In recent years, the maxim of res ipsa loquitur has fallen out of fashion. Whether this reflects the more robust procedural rules governing disclosure (meaning that the cause of an accident can normally be ascertained) or the modern judicial dislike of distracting and potentially misleading latin epithets, is unclear. The low-point for the doctrine probably came in the judgment of Lord Justice May in Fryer v Pearson (2000) Unreported (CA) where he remarked:
"It is not, I hope, just affectation which leads to me to believe that we should stop using unhelpful Latin phrases. It troubles me that we still tend to fall into the habit of talking about maxims or doctrines which go under labels in Latin whose meaning does not express a defined principle, and which those for whose benefit we operate will probably not understand".
For those of us who take an unhealthy interest in matters of this sort, the recent judgment of the Court of Appeal in Smith v Fordyce (2013) EWCA Civ 320 therefore comes as a welcome reminder of the potential relevance and use of the maxim, even in the modern age. The judgment is also helpful in providing a bite-sized, straightforward and eminently quotable summary of exactly how the principle operates in practice.
In Smith the Claimant was a passenger in a car driven by the Defendant. The car skidded, the Defendant lost control and he collided with a wall. The Claimant suffered a severe brain injury. The Defendant's case was that he was travelling at a reasonable speed and had skidded on black that he had had no reason to anticipate. The judge at first instance accepted his explanation and the Claimant appealed, arguing that the fact of the skid gave rise to a presumption of negligence which the Defendant had failed to rebut. In particular, the Claimant argued that:
"if a driver loses control of a vehicle, the doctrine of res ipsa loquitur applies, and that it is not sufficient for such a person to show merely that the cause of loss of control was a skid, because a skid is itself a "neutral event", consistent equally with negligence or due diligence. Accordingly the burden remains on the driven in such circumstances to prove that he exercised due diligence"

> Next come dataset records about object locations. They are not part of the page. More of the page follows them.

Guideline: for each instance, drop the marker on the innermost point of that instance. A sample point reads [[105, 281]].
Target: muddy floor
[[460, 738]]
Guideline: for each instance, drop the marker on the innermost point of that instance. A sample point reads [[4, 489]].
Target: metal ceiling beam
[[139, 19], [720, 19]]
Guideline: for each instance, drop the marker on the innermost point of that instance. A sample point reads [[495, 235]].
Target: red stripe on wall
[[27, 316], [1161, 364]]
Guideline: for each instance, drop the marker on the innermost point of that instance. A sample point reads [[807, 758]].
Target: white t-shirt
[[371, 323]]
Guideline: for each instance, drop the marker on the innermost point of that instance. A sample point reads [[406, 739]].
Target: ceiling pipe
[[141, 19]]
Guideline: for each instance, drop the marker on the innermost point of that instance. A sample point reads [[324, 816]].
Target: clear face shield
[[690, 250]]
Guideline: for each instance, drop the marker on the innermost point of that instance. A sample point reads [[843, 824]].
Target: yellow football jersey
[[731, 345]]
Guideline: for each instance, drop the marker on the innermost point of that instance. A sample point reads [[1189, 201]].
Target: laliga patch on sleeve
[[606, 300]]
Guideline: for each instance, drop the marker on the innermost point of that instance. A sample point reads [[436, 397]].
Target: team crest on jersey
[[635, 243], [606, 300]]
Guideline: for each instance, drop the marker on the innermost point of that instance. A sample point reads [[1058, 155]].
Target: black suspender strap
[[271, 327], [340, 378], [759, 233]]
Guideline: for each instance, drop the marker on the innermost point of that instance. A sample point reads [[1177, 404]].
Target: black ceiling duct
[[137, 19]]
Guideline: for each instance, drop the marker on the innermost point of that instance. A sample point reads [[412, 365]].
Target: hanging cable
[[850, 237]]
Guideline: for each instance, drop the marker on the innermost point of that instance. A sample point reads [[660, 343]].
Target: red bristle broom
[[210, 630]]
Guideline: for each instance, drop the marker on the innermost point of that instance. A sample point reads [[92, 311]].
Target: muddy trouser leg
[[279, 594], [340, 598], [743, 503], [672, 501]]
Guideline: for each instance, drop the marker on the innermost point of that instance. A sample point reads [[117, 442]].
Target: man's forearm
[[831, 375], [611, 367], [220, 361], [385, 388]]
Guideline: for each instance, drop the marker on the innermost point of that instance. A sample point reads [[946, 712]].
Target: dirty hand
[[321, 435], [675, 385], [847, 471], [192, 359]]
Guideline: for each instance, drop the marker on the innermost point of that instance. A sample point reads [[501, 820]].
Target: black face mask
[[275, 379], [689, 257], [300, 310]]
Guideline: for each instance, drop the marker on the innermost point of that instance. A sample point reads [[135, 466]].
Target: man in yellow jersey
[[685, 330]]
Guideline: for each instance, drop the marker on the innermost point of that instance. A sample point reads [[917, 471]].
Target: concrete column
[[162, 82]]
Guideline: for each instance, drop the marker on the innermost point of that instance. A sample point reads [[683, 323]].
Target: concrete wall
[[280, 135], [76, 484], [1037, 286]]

The Court of Appeal rejected the appeal and upheld the judge's decision to dismiss the claim. The Defendant had put forward sufficient evidence to rebut any inference of negligence on his part and the judge was entitled to accept that evidence. Although one of the police officers who had attended the scene of the crash expressed the view that a careful driver would have been capable of negotiating the stretch of road safely, the Court shrewdly observed that :
"To say that a person who suffers an accident because of the dangerous conditions of the road was therefore axiomatically careless is another (thing). It does not follow as a matter of logic or human experience. If there is invisible ice on a pavement, the fact that only one pedestrian among a number had the misfortune to slip on it would not mean that the pedestrian who slipped was therefore to blame”.
Lord Justice Toulson went on to explain the operation, and limits, of our favourite Latin maxim:
"The doctrine expressed in the maxim res ipsa loquitur is a rule of evidence based on fairness and common sense. It should not be applied mechanistically but in a way which reflects its underlying purpose. The maxim encapsulates the principle that in order for a claimant to show that an event was caused by the negligence of the defendant, he need not necessarily be able to show precisely how it happened. He may be able to point to a combination of facts which are sufficient, without more, to give rise to a proper inference that the defendant was negligent. A car going off the road is an obvious example. A driver owes a duty to keep his vehicle under proper control. Unexplained failure to do so will justify the inference that the incident was the driver's fault. In the words of the Latin tag, the matter speaks for itself. In such circumstances the burden rests on the defendant to establish facts from which it is no longer proper for the court to draw the initial inference"
So now we know, and I would encourage everyone to embrace the maxim with enthusiasm and vigour, or the as the Romans would have said: Carpe Diem!